Mortality and complications in 3495 children with isolated ventricular septal defects
BACKGROUND: Ventricular septal defects (VSDs) are the most common congenital heart defects (CHDs). Previous studies indicate an increased risk of endocarditis, aortic regurgitation, left ventricular outflow tract obstructions, pulmonary hypertension, arrhythmias and sudden death in patients with isolated VSDs. The present nationwide cohort study reports mortality and cardiac complications requiring hospitalisation or intervention in children with isolated VSDs.

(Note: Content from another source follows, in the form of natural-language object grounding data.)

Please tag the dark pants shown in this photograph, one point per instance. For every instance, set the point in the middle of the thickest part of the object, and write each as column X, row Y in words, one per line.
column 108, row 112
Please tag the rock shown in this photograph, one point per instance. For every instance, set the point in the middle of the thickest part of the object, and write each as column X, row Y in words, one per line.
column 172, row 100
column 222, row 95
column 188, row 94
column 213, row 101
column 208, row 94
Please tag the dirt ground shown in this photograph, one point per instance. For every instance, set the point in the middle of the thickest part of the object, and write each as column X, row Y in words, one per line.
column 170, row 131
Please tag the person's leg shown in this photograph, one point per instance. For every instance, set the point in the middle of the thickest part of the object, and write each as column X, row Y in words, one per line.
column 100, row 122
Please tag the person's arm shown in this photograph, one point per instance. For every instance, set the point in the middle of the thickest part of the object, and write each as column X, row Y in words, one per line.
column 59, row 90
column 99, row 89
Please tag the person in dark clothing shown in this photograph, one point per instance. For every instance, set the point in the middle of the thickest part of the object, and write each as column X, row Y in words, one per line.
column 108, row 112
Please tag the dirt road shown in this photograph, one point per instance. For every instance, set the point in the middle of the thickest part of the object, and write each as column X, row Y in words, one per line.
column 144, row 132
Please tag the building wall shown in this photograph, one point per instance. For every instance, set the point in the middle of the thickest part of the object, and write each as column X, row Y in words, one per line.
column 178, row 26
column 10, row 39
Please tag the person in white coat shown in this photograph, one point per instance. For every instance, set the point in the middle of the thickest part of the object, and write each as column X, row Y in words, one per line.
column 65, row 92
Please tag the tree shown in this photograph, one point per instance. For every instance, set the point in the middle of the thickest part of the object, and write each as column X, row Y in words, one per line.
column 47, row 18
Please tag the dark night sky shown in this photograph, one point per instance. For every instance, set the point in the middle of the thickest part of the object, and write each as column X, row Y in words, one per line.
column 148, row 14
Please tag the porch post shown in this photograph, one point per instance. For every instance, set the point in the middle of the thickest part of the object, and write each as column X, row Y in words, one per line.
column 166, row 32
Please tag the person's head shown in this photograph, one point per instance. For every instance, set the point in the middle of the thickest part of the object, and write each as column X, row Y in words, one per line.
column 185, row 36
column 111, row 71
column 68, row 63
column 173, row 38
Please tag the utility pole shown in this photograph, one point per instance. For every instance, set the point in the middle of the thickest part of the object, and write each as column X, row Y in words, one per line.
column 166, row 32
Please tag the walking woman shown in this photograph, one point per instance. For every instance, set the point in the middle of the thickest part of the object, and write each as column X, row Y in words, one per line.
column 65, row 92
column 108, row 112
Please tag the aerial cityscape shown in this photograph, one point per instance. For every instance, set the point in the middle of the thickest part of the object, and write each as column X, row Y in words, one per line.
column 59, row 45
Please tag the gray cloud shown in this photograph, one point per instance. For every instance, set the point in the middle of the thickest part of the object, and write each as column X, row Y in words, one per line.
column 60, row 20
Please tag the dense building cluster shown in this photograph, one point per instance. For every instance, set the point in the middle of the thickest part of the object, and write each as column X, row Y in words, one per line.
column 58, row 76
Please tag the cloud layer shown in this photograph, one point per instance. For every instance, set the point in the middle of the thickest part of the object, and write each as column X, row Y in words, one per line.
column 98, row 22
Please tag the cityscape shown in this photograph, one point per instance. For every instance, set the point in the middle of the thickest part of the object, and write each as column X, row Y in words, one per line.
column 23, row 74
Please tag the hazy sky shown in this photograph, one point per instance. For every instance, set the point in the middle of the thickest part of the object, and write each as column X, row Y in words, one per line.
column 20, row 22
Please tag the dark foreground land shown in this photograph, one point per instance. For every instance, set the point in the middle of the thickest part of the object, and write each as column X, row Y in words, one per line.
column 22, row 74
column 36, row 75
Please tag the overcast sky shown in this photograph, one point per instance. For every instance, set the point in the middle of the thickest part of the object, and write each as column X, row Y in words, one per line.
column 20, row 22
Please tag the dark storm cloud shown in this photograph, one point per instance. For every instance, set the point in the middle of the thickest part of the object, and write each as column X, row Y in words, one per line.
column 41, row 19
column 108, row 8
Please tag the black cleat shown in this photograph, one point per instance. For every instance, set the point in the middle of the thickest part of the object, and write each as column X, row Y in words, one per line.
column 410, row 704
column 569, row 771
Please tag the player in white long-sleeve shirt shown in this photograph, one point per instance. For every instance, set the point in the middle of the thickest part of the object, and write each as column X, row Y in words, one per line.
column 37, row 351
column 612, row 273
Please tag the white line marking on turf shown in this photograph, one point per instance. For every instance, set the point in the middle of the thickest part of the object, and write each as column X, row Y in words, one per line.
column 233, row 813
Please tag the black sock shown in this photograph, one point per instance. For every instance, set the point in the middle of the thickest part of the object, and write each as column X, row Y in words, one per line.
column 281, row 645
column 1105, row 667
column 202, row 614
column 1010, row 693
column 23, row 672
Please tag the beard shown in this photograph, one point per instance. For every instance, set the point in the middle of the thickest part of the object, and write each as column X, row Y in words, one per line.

METHODS AND RESULTS: Medical information concerning all 943 871 live births in Norway in 1994-2009 was retrieved from the Medical Birth Registry of Norway, the Cardiovascular Disease in Norway project, the Oslo University Hospital's Clinical Registry of Congenital Heart Defects and the Norwegian Cause of Death Registry. Isolated VSDs were identified in 3495 children without known chromosomal aberrations or extracardiac malformations. Surgical or catheter-based treatment of VSD was performed in 181 (5.2%) cases. Twelve (0.3%) children with VSDs died before 2013. There was no operative mortality, and no excess mortality in children with isolated VSDs compared with children without VSDs (adjusted HR 0.8 (0.5 to 1.4), p=0.48). The following conditions were recorded as possible cardiac complications of the VSDs: endocarditis in 3 children (0.9‰), aortic regurgitation in 12 children (3.4‰), left ventricular outflow tract obstructions in no children (0.0‰), pulmonary hypertension in 1 child (0.3‰) and arrhythmias in 16 children (4.6‰).
CONCLUSIONS: The entire group of children with isolated VSDs had a favourable prognosis without excess mortality. Cardiac complications requiring hospitalisation or intervention, including endocarditis, aortic regurgitation, left ventricular outflow tract obstructions, pulmonary hypertension and arrhythmias, were infrequent during childhood.
TRIAL REGISTRATION NUMBER: NCT02026557.